Ok, perhaps it's because I am in theatre, but I love holiday shows. I work with and know so many wonderful, talented people, and when they give the gift of doing what they do best, there's just nothing like it to make me feel humbled and happy and filled with holiday spirit. So here, in no particular order, is what I am thinking of this year:

The Holiday Pageant at Open Eye Figure Theatre. I've loved this show through many incarnations, in large house and small venues, with multiple casts of the finest performers in the Twin Cities. Based on the medieval Mystery Plays (see, you had me there) it's a mix of the sublime and the hilarious. If you're reading this before 4pm on Sunday, we're sponsoring a show in honor of my mother today, so come on down! But of there is one show you should not miss this year (and it's perfect for families, too), it's this one.

A Life of Serious Nonsense is a Theatre of Fools quirky take on holiday spirit. Running December 16-18, it's a warm and lovely tale of the human hart, a kind of modern day "Gift of the Magi" with a far less tragic ending.

More so than even theatre companies, dance companies often make their whole year's income on the holiday show (yes, that means they often lose money on the experimental works they present, so think of your holiday ticket as a kind of subsidy and then go back later in the year and purchase tickets for the edgier show — it's a win-win!). That's why you have your choice of Nutcrackers aplenty this time of year. You can't go wrong with the classic Loyce Holton version at MDT, but this year we're taking our little aspiring ballerina to Ballet Minnesota's version, where her friend Ella is a very talented little angel.

I sit on the board at Skewed Visions, which is kind of the antipathy of the holiday show. But in arguably the same spirit, we're raising money to send Sean to the north of Russia this winter, in a one-of-a-kind residency. Please think about contributing!

There are any number of holiday shows out there, and I confess to a love of them all, even the old chestnuts like A Christmas Carol at the Guthrie. If you see things every year, I'd love to know what you love. If you don't currently see holiday shows, think of adding it to your holiday traditions. I promise you it's worth the time and effort!

Friday, December 3, 2010

Town Talk Diner

As my friend Kate put it, one of the biggest falls from grace in the Twin Cities restaurant scene.
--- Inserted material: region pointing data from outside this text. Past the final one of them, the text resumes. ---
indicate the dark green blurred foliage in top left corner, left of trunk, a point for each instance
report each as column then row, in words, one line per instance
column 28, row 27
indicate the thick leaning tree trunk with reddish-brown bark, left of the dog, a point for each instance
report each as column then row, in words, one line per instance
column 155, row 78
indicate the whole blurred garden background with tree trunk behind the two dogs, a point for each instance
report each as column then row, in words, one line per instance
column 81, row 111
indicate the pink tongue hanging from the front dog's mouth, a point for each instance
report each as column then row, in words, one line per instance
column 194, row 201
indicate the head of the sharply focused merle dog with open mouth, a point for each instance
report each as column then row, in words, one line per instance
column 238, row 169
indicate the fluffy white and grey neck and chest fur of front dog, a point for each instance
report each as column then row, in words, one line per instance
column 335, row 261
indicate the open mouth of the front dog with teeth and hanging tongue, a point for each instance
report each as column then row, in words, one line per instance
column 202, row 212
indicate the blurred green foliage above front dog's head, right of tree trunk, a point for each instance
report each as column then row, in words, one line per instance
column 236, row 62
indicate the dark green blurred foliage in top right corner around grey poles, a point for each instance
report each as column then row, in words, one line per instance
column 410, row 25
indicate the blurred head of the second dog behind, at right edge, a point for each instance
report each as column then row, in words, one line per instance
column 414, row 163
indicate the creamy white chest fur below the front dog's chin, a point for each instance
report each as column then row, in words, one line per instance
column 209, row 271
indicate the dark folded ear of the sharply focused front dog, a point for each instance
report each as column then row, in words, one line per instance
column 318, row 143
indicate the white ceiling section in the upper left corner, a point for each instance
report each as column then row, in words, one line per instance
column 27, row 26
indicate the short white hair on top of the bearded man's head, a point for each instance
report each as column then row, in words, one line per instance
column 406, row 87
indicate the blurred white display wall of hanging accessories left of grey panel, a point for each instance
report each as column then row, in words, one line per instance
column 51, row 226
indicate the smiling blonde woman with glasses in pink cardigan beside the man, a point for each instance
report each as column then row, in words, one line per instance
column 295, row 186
We just drove through the snow on a rare date night (and because we had an expiring DealStork). Let's just say that as we left we were tempted to tell the couple coming in that they might want to hit Denny's across the street instead.

We went because we last summer we went to a Clockwork party that hired out TT bartenders, and at which Patrick had one of the best old-fashioneds of his life. Those bartenders must have been part of the staff walk-out or something. His old-fashioned tonight was watery, flavorless, and to add insult to injury was served in a wineglass (thus only about half the pour after the ice was added).

They were out of many of the items on the menu, which I never take as a good sign. My grilled cheese, a simple enough dish to prepare, was seriously akin to the Denny's. Patrick's meat pie, talked up as as one of the stellar items that the new chef was making, was skimpy on the meat and served in a bowl with a puffed topping that cleverly disguised that the bowl was less than half full below. It was a smaller serving than a cup of soup.

The room was more or less empty, just a few other tables, and absolutely freezing. We didn't stay for dessert, even though we were still hungry, because they were also out of most of the items on the dessert menu. And let's just say I don't think it was because of the mad dinner rush that arrived before us.

We are seriously now back home and heating up frozen food from Trader Joe's. The whole thing makes me really sad, and angry at myself for wasting a rare night out.

(Just got a text though from Clara, who had taken Beatrix to the Holidazzle parade while we were out. Beatrix loved the parade, so at least one of us had a great night. And Patrick and I did have some alone time, which was nice.)